On Becoming An Open Source Software Contributor
Some words about having my first open source pull request merged to terraform-provider-aws
This is going to be a relatively shorter post that’ll be in two parts since it’s more of a self-promotion… But as of this Friday just gone, I finally had a pull request approved to be merged to terraform–provider-aws!
Okay so it’s only a small piece of documentation, I’ve actually got another larger PR waiting to be merged in to the same project with new added functionality - and a bug fix in the pipeline too - which I hope to talk about in the future at some point. Although I can’t say I’m surprised this one got approved first - since it is by far the simplest change, and increased documentation is rarely a bad thing to add to a project.
Background
To talk a bit more about the context behind it, AWS SSM Patch Baselines is used to define the rules of what patches should be installed on your EC2 instances.
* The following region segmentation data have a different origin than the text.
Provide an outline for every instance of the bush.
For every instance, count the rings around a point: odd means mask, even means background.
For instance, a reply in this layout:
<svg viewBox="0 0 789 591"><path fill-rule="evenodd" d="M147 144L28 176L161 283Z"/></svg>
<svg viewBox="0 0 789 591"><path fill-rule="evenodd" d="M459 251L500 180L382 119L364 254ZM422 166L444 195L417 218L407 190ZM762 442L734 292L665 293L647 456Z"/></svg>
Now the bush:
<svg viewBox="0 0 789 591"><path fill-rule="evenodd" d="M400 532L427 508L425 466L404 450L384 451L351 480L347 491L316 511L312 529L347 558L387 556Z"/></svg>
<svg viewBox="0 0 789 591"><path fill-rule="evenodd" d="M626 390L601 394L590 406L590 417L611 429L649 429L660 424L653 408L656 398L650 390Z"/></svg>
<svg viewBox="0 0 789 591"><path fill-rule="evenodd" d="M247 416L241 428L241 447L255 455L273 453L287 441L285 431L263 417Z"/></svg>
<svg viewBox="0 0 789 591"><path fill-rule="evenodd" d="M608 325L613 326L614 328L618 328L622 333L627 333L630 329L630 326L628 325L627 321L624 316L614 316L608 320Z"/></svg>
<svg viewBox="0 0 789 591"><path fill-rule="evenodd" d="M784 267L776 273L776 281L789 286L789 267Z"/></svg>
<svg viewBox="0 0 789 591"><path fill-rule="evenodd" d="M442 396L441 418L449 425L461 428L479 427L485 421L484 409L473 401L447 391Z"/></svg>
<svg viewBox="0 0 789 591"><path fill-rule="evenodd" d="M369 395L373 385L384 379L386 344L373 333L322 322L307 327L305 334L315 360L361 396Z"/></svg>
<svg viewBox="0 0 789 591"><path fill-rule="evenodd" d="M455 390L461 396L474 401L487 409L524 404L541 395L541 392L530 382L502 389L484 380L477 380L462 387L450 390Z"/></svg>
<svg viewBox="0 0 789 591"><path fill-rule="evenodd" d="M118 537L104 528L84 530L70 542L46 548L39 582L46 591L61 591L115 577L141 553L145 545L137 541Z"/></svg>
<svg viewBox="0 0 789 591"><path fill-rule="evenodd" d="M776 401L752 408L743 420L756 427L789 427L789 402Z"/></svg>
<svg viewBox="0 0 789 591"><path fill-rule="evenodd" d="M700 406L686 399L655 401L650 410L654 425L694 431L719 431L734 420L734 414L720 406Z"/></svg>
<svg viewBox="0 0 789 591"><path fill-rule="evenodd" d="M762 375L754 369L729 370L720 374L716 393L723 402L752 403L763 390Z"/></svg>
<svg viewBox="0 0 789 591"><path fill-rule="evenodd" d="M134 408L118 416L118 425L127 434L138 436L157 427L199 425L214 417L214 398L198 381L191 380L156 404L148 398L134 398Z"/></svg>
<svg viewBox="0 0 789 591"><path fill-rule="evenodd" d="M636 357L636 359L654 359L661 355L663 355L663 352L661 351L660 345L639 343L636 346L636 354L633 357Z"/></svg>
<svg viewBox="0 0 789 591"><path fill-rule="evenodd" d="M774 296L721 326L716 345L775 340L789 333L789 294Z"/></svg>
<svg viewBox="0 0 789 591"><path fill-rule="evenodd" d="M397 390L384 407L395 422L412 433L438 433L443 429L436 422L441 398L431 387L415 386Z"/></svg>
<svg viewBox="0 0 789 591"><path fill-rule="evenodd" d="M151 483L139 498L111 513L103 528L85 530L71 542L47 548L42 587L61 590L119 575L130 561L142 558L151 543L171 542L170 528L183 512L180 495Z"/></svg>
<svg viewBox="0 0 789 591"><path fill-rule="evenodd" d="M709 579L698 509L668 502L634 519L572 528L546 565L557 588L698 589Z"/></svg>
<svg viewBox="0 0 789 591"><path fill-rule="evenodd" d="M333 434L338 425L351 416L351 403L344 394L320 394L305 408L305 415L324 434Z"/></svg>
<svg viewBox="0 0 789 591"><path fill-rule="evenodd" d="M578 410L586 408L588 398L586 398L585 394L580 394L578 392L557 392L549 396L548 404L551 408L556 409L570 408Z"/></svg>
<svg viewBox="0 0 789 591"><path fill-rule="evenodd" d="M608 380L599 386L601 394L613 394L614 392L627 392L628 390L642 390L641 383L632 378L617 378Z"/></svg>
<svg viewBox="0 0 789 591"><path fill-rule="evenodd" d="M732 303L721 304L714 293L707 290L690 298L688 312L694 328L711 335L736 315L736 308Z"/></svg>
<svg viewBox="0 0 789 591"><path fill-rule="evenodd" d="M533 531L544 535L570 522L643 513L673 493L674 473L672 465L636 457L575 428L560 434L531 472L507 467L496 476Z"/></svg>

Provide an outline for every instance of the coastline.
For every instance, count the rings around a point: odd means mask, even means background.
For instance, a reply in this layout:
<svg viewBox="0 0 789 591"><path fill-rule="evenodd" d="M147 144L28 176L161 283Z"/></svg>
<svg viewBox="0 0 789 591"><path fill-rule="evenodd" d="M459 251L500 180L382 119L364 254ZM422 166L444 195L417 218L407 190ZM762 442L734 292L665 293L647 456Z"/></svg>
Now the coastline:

For patch baselines tied to Linux instances, you can only define what patches should be installed at the OS level. However for Windows instances - in addition to defining OS level patches - you can also define Microsoft application patches to be installed too!
While this can be done in the AWS Console easily enough, it is very common to define these resources as infrastructure-as-code (IaC), for which there are several to choose from. For my team we use Terraform - and we wanted a way to be able to replicate the patch baselines we could create in the console into Terraform code too.
After some digging I came across this issue on terraform-provider-aws
that indicated the functionality was missing from the provider. When in fact the support had been there all along, since the AWS provider is merely a wrapper around aws-sdk-go which calls the necessary APIs to create the resources. Where Terraform comes in is generating the dependency graphs for said resources and creating them in order asynchronously.
As you can see from the ticket, I was suggested to improve on the documentation - which leads us to where we are now. It is still pending release, however when it is out I’ll link it below.
In the meantime, let me talk about the importance of documentation in the next section.
Documentation Case Study
I’m a bit of a sucker when it comes to documentation. Yes everyone talks about how important it is to include it not just open source projects but also in your day-to-day job. A whole lot of the time there is far too much knowledge-retention and not enough knowledge-sharing.
This reminds me of the character Brent from the novel The Phoenix Project - who doesn’t share a lot of the domain knowledge he experiences. FWIW I highly recommend the book!
In fact, documentation isn’t always necessarily for sharing knowledge with others, it is also about sharing knowledge with yourself.
What do I mean by that?
Documenting down architecture, processes, runbooks, etc., can help to give you clarity into the subject you are writing about. Once you’ve extracted all the details and are able to view them at a high-level, you’re able to iron out any creases and make improvements from there.
However, more importantly, and one that is most beneficial to me is that…
You will forget that shit and will need to reference it back again!
We are only human right? There is no way we can remember what most of us did a few weeks ago let alone a project from 6+ months ago.
Example
As an example of this a few years ago at a previous employer, I worked on a project to build a number of microservices that acted as an onboarding layer to integrate between internal corporate services (e.g. user entitlements, processes that user had access to, etc.) and AppDynamics.
I laid down all the flows, the design decisions, the architecture, the models, etc., on my documentation tool of choice (currently it’s Confluence) as a place of reference should either my team, or myself need to refer back to it later on.
A few months later I took an internal move to another team within the same firm. In this new team I picked up a whole load of new information, of which there was no way I was able to retain everything all at once.
Later on when my former teammates wanted to add an additional feature to the previous project, or wanted to troubleshoot a particular bug and wanted some context behind why things were operating the way that they were, they would reach out to me.
At that point I directed myself and my former teammate to the documentation page for a refresher, and to let them know where they can go to solve the issue without me.
Without that documentation I guarantee that I would’ve spent a whole load more time on trying to recollect my thoughts, only to waste the time of my teammate. If there was an ongoing incident too, then the time to resolution would be hastened too.
Conclusion
Don’t be that person to retain knowledge, it’ll end up coming round and biting you in the arse.
After you’re done reading this, make a mental note to write down any process or piece of information you come across. Even if you’re doing a task or exercise for the first time, document your steps to how you got there - you’ll certainly need it in order to replicate the steps in future.
Make a small start now that will make a big difference later on.